Suddenly his hands fell away from her throat and air surged into her lungs. She coughed frantically, sucking in air.
“Hurry, Zarabeth!”
It was Ingunn. She stood over an unconscious Orm, his sword in her hand. She had struck him hard from behind with the sword handle.
“Is he dead?” Her voice ripped out, a curious croak, and the pain of it made her shake.
“No, no. We must hurry.”
Zarabeth pushed him off her and jumped to her feet. “I’m naked,” she said, staring down at herself dumbly.
“Here!”
Zarabeth caught Orm’s tunic. She pulled it over her head. It came to her knees. It smelled of him.
“Horses, Ingunn. We must get the horses, else we won’t have a chance!”
“Nay, Kol is awake, as is Bein, and the horses are kept close, you know that. We will go on foot. We can hide. Hurry, else he will awaken and catch us!”
Zarabeth wanted to kill him.
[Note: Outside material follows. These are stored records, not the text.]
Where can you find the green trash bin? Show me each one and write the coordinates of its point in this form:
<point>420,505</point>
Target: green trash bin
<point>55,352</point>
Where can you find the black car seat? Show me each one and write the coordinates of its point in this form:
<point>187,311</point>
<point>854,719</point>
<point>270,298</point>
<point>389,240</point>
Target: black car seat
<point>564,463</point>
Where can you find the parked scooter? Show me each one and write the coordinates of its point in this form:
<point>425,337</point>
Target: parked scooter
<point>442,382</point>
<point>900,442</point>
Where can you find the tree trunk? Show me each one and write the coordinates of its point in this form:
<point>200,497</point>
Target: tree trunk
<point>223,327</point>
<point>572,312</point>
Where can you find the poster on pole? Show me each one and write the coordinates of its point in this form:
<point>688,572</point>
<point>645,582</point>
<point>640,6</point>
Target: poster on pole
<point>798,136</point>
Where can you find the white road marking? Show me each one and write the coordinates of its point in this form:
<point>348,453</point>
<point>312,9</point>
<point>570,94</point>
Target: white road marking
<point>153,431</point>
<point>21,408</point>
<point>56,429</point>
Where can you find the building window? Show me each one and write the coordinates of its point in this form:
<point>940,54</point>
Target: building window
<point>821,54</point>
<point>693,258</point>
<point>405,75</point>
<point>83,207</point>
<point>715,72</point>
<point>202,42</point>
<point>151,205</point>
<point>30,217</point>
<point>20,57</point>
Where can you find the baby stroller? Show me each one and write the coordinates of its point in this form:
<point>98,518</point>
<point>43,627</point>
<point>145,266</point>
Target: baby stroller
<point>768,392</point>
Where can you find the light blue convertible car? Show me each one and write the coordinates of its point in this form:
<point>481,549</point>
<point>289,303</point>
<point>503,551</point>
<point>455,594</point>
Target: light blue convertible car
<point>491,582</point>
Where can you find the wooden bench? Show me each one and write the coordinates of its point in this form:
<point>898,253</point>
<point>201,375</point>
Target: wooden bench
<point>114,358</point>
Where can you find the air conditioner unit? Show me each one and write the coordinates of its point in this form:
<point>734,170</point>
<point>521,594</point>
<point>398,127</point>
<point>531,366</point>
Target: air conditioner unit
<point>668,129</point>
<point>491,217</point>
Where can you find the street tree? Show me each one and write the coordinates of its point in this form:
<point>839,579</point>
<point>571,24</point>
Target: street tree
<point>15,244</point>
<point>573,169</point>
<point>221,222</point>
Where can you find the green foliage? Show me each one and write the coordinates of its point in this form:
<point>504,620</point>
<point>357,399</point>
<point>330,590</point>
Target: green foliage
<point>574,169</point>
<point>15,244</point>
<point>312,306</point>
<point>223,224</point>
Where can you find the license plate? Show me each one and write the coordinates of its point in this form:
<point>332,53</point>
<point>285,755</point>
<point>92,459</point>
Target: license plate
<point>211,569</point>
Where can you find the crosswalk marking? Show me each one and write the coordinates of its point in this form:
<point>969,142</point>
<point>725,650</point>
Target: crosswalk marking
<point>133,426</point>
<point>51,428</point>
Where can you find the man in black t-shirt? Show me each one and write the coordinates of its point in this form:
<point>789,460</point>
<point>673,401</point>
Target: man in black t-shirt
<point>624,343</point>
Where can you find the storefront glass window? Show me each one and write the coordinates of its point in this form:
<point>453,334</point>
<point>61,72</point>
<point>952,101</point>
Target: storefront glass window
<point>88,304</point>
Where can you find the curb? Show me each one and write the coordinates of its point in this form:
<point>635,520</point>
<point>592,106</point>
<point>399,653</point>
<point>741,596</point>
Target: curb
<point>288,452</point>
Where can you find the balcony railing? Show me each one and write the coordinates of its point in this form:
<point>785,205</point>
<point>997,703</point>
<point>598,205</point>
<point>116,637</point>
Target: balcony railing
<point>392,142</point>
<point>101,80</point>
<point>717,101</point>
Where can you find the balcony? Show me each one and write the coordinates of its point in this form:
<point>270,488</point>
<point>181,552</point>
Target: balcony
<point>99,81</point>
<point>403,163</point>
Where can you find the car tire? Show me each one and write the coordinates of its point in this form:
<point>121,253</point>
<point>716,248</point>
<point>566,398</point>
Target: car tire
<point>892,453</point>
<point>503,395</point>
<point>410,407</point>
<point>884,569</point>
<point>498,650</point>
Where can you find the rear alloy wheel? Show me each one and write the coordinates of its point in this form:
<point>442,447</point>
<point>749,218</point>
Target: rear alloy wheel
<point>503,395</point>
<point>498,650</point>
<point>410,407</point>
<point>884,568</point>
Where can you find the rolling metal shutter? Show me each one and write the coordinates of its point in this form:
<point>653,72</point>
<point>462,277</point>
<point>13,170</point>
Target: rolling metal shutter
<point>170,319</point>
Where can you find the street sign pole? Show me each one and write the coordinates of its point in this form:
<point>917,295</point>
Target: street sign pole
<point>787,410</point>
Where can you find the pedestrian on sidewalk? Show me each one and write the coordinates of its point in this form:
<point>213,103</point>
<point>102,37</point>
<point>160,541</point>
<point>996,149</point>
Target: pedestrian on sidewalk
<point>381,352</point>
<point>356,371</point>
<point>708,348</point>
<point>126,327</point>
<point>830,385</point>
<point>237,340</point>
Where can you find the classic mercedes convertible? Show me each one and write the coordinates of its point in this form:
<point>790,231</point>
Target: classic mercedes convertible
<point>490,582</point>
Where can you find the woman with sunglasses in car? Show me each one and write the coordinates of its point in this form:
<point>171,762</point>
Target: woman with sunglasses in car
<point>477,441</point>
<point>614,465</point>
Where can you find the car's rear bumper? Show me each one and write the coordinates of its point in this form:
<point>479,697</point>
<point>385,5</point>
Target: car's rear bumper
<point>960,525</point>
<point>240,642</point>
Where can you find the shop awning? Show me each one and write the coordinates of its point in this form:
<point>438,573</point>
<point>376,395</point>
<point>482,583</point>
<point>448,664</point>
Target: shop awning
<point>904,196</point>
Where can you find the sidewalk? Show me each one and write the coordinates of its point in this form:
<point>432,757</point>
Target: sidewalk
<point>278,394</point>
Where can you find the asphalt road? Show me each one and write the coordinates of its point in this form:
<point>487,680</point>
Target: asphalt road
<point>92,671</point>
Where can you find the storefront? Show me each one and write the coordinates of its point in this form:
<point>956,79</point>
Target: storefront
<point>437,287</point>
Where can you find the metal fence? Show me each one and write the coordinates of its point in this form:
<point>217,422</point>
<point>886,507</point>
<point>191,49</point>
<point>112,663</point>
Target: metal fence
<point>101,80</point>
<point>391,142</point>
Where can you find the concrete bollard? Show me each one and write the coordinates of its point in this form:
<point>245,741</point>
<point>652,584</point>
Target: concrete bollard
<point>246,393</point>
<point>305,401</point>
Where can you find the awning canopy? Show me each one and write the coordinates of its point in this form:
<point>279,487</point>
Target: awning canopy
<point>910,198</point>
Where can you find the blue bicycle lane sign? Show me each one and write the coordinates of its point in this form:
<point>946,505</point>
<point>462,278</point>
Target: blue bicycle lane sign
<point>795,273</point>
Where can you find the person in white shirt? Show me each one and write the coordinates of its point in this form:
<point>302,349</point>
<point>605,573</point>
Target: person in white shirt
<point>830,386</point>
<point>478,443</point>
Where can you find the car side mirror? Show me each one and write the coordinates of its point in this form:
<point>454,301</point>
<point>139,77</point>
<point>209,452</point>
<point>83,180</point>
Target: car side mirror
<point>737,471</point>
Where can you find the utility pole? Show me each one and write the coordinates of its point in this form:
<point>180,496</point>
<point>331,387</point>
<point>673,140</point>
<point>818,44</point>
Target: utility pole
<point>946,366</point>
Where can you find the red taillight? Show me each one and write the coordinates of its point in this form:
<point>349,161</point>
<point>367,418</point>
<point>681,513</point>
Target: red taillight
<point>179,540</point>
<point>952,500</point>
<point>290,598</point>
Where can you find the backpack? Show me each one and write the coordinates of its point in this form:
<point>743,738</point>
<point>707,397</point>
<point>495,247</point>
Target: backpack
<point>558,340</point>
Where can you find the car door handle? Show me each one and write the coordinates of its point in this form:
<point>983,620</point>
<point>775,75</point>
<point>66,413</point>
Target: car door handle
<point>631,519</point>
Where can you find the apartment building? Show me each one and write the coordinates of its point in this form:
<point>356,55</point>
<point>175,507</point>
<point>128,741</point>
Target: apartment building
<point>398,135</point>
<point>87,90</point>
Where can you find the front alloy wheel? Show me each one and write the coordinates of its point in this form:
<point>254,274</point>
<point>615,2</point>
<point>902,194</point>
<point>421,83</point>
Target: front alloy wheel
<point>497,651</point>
She stood uncertain for a moment, then quickly gathered together the leather cross-garters he’d ripped from his shoes and tied his hands behind his back. Then she tied his ankles.
“Hurry!”
She stood over him for a moment, staring down at him. “He is mad, Ingunn.”
“I care not, come along! He will kill me as well as you if he catches us.”
Ingunn grabbed the leather belt and shoved the sword back into its scabbard. Then she stared at it as if it were a snake to bite her. Zarabeth grabbed it and wrapped the belt around her waist and cinched it. It hung low on her hips, but it held there.
She had no shoes, but it didn’t matter. She ran, Ingunn at her side. They were deep in the forest before they halted, each holding her side.
“A moment,” Zarabeth said. “A moment, Ingunn.”
Zarabeth leaned against a tree, the pain sharp in her side, air ripping painfully through her throat, and she felt light-headed. Her stomach cramped from hunger. She r
aised her head to see Ingunn on her knees, her head lowered.
“Why did you save me?”
Ingunn sucked in great gulps of air.
Zarabeth waited. She could hear her own breathing, sharp in her ears, and Ingunn’s as well, both harsh and ugly in the stillness of the forest.
“Why, Ingunn?”
“I came to realize that he had changed. I had refused to believe my father when he told me of the things Orm had done. You see, I thought I knew him, and I loved him.” She shrugged. “Whenever I met him he made me believe in him, even though I began to guess that something had happened to him. I don’t know what it was. But he used to be so . . . happy and gentle in his ways, at least toward women. He changed, Zarabeth.” She rose then and looked back the way they had come.
“He will come after us any moment now. To kill me. To kill you as well, after he has raped you. If you want to live, we must hurry now.”
Zarabeth staggered forward. It was dark now, finally, and they were running across a narrow strip of swampland that gave into another thin forest of pines, then stopped at the edge of the viksfjord.
“Faster,” Ingunn said from behind her. “He will find us, by all the gods, I know it.”
“Nay, we will beat him.” She prayed as she ran, prayed to her Christian God, to each of the Viking gods in turn. The pain in her side was unbearable, but she merely ran hunched over, holding herself, her breathing hoarse, her throat burning.
They stumbled in the boggy ground, falling several times, helping each other up, only to run and stumble again.